= Ocean Trader =

Board game

Box cover and game board

Ocean Trader is a board game published by Clipper Games Ltd in 1988 that simulates global trade via clipper ship in the 19th century.

==Description==
Ocean Trader is a game in which 2–6 players all start the game with an empty clipper ship docked in Liverpool. Five commodity cards are revealed that identify needed commodities, where each is located, and the port that requires each one. Players roll dice to move their ships to a port with a needed commodity, where they purchase the commodity and then transport it to the port requiring the commodity. Speed is very important, since only the first two players to arrive with the needed commodity can make a profit: the first player to arrive is paid four times the purchase price. The second player is paid twice the purchase amount.

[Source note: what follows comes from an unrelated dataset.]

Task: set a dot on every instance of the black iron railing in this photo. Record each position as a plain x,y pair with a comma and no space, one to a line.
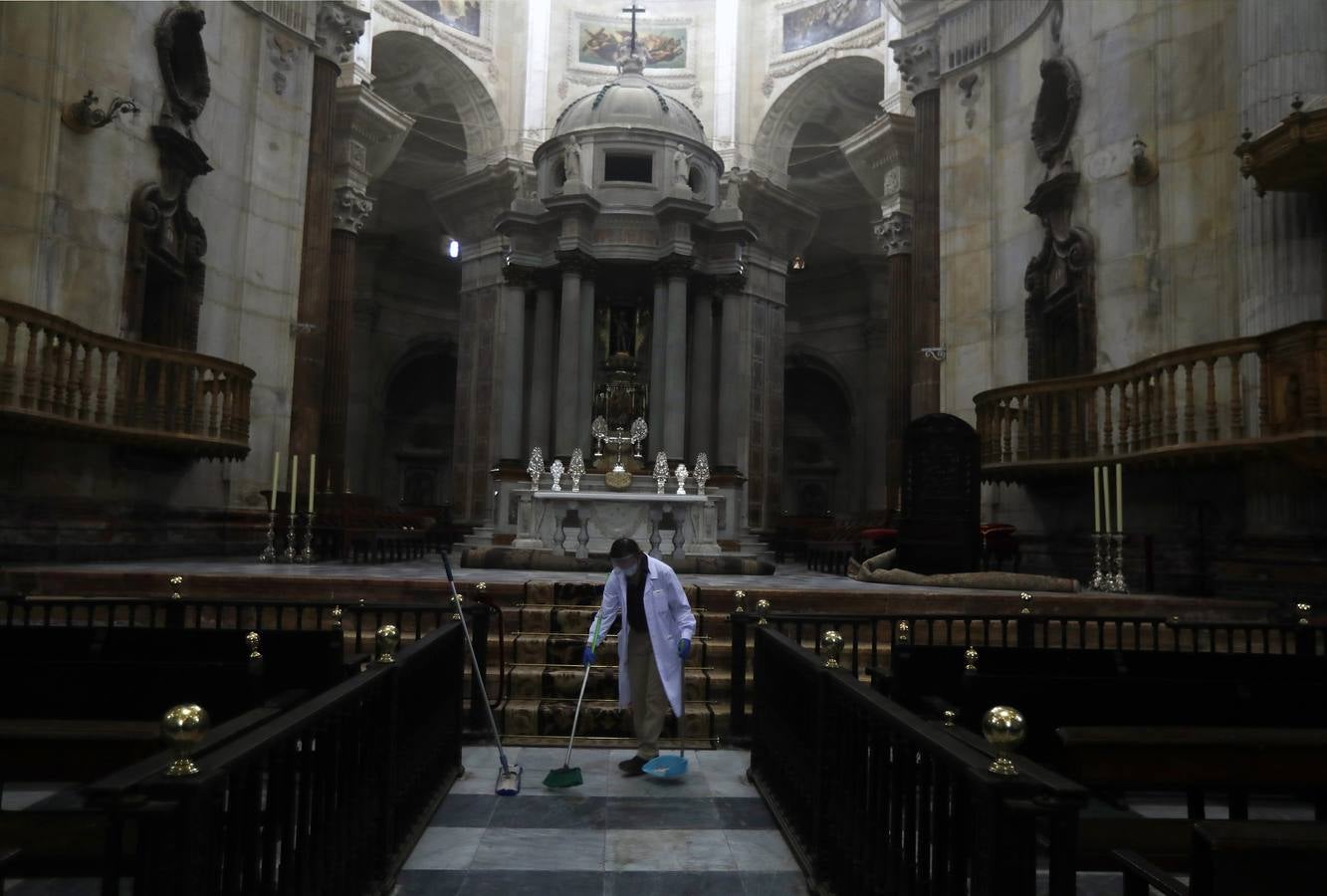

Players can sail to ports to pick up unneeded commodity on speculation, hoping that a commodity card will be revealed that requires their cargo. Players can also buy up to two more ships, and there are also ten shares that can be purchased.

===Victory conditions===
Once one player has acquired a majority of the ten shares and declares it, the game lasts for 12 more turns. At the end of that period, the player holding a majority of the shares as well as £750 and at least one ship is the winner. Optionally, the players can predetermine the length of the game from the start, and the player with the most cash at that point is the winner.

==Publication history==
Clipper Games Ltd. (not to be confused with Clipper, the Dutch subsidiary of Parker Brothers in the 1970s) was a British company based in Portsmouth. Although reviewer Brian Walker noted that the company planned to create a series of family games, Ocean Trader was their only product, a 1988 board game designed by John Rudford.

In 1996, Software 2000 created Ocean Trader, a DOS computer game based on the same principles of global shipping but updated to the twentieth century. The computer game is considerably more complex than the original board game, with rules for taking out loans, shipping goods for other players, designing new ships, and balancing speed versus fuel costs.

==Reception==
Brian Walker reviewed the original board game for Games International magazine, and called it "quite fun to play", but noted that "some of the rules could so with tightening up." He thought the game lasted too long, pointing out that the 12-turn rule to end the game "leads to the game lasting far beyond its natural life." He concluded by giving it an average rating of 3 out of 5, stating "With a few rule modifications [...] Ocean Trader could be a fun game for 2-6 old or young salts aged 9 and up with a couple of hours to spare."